There are several rules to remember about sump pumps.
The first is that you’ll never need to buy one if you purchase a house that never floods. The second is that, should you purchase a house with a water issue, there may be several methods to correct it before resorting to your sump pump and pit. Third, if you must purchase a sump pump, purchase an excellent one—in fact, it may seem sensible to purchase two or three!
I’m blessed with cellars. Having bought five houses within my life, not one has been wet. Some dampness in summer, yes, but nothing a dehumidifier couldn’t manage.
When being demonstrated a house by an agent, make an effort to start your tour in the cellar. If there’s signs of an important water issue (including an active sump pit and pump or high-water marks on the walls), walk away before you fall in love with the kitchen or master suite. A wet basement will cause a wide range of issues beyond water—rust, rot, mould, and unhealthy indoor atmosphere.
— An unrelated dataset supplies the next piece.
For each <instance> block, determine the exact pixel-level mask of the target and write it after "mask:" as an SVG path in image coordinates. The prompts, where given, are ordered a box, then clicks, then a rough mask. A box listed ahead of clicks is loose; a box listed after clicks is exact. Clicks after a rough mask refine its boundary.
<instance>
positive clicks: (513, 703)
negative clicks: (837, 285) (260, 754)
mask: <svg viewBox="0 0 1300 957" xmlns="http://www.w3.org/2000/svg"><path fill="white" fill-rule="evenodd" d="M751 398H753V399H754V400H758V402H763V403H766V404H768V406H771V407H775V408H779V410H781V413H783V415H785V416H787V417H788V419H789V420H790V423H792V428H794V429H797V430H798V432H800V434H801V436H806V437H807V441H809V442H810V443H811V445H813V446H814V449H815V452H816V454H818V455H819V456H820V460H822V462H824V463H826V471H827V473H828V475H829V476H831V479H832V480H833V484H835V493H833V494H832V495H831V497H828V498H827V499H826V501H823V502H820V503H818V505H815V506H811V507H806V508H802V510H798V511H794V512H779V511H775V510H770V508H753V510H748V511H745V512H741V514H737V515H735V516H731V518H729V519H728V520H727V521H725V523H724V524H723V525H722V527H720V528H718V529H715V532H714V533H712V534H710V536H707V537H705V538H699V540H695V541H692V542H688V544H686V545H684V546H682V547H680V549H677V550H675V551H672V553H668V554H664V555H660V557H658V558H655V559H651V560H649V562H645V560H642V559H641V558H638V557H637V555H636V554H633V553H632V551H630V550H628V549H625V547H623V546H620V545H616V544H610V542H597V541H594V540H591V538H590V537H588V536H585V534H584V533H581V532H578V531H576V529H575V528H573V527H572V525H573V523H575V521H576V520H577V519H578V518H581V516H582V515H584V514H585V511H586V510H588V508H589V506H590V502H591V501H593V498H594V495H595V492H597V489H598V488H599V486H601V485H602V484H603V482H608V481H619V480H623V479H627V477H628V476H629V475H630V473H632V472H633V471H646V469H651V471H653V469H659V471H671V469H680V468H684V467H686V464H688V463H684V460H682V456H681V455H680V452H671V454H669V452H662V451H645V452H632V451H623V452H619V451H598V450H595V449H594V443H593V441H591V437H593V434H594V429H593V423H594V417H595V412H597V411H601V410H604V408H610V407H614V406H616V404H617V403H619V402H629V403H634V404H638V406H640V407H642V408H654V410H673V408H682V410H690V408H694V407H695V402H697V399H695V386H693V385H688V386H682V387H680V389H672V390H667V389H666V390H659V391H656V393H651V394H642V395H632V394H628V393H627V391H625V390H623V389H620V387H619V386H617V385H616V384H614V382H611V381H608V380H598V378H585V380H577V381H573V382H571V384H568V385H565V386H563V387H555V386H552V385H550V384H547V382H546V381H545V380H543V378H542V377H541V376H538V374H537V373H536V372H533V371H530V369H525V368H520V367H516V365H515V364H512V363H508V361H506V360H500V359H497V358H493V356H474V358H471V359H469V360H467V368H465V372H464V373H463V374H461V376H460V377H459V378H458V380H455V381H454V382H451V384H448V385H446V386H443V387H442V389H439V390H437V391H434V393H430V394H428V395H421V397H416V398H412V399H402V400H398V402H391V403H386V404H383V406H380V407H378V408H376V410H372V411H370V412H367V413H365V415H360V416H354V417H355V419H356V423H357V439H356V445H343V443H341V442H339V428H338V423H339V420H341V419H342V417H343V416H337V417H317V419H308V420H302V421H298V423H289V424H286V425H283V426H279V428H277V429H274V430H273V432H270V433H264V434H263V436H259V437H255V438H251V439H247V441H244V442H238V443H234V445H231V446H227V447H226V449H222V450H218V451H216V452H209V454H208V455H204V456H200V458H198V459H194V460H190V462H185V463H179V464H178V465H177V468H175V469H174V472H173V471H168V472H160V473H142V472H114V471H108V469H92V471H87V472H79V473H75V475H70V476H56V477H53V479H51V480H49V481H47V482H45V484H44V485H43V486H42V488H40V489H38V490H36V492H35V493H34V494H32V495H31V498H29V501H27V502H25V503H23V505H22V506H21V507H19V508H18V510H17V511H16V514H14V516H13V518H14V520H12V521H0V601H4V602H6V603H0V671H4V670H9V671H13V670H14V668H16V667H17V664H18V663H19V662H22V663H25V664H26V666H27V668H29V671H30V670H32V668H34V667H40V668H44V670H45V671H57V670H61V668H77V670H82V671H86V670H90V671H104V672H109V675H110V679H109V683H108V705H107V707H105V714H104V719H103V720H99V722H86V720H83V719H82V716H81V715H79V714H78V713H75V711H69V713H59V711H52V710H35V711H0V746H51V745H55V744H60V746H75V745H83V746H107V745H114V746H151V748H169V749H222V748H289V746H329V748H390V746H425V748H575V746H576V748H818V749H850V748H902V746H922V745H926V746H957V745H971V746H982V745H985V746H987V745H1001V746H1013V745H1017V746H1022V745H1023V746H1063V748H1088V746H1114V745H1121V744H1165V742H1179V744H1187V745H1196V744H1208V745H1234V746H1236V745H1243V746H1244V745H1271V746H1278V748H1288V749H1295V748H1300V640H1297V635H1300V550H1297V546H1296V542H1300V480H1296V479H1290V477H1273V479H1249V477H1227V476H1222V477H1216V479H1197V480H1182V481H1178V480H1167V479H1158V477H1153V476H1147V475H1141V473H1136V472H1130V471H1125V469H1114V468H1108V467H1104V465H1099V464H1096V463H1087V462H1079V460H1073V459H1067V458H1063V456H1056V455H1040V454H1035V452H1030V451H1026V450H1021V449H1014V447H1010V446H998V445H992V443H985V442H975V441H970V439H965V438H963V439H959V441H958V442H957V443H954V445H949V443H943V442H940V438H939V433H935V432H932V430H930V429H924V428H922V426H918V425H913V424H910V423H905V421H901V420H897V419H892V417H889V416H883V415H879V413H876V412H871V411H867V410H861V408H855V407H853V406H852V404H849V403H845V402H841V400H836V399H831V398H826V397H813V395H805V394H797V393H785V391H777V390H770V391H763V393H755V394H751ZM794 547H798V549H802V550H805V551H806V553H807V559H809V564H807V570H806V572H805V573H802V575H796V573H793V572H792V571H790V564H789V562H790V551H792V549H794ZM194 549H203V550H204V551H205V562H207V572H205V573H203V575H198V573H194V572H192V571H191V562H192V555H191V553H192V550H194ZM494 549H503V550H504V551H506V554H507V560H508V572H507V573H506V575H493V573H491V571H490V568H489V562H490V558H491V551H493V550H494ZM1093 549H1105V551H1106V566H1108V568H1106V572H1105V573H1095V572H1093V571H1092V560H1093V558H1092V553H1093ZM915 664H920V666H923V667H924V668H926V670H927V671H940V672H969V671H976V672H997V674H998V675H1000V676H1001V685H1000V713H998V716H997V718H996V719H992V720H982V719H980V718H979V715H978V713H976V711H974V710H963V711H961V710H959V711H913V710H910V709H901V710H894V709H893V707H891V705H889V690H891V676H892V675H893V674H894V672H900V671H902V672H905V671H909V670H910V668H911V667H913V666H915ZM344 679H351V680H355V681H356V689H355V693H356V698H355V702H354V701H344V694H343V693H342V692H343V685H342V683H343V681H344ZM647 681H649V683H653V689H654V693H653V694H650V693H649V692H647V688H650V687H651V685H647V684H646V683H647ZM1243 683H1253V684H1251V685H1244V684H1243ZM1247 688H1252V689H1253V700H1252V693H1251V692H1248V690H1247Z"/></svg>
Connected: 7 Methods to Prevent Cellar Flood
If you just must purchase the home or have purchased it, make an effort to prevent water from entering. I’ve understood homeowners who place in a sump pump simply to abandon its use after installing a backyard curtain drain that diverts water into a pond.
Installing or repairing gutters so that they don’t drain near your base also can make an impact. And in case a path, patio, or pool deck inclines toward your house instead of away from it, they have been giving numerous gallons of water to your own issue.
You will find services that can re-degree slabs so they drain far from the home, and many kinds of patios can be removed and reinstalled with the appropriate pitch without an excessive amount of expense.
Purchasing a Automatic Sump Pump :
If your water problem is serious (e.g., a high water table that gets higher when it rains), you’ll want a sump pump. Below are a few quick tips about choosing the right sump pump to purchase:
- Select a submersible pump over a base pump if your sump bowl has the space. Submersible pumps enable the sump pit to be covered with a lid, reducing pump sound and preventing debris from falling into the pit. An air-tight lid also helps keep damp atmosphere from being released into your house.
- Purchase a pump with a cast iron center, not one made of plastic. Cast iron helps to dissipate heat to the surrounding water, lengthening the life of the pump.
- To minimize the possibility of clogs, the pump should have a no-display intake layout coupled with an impellor that can handle solids up to ½-inch in diameter.
- The switch should be mechanical, not a pressure switch, and the float should be solid so it can’t become waterlogged, neglect to switch off, and burn out the pump.
Secondary and Backup Sump Pumps
A secondary pump installed right alongside the first is wise also, particularly when your cellar continues to be converted to living space or if you keep valuables there. If your primary pump fails or is overwhelmed, the backup pump automatically takes over.
For additional insurance, a battery backup pump also can be installed. When the electricity goes out, as it normally does in a thunderstorm, the battery powered pump can continue pumping for as much as two days, dependant on the demand.
Mix bundles with two or three pumps can be found. A less expensive alternative will be to install a water alarm and to keep a spare pump on hand should the primary pump fail.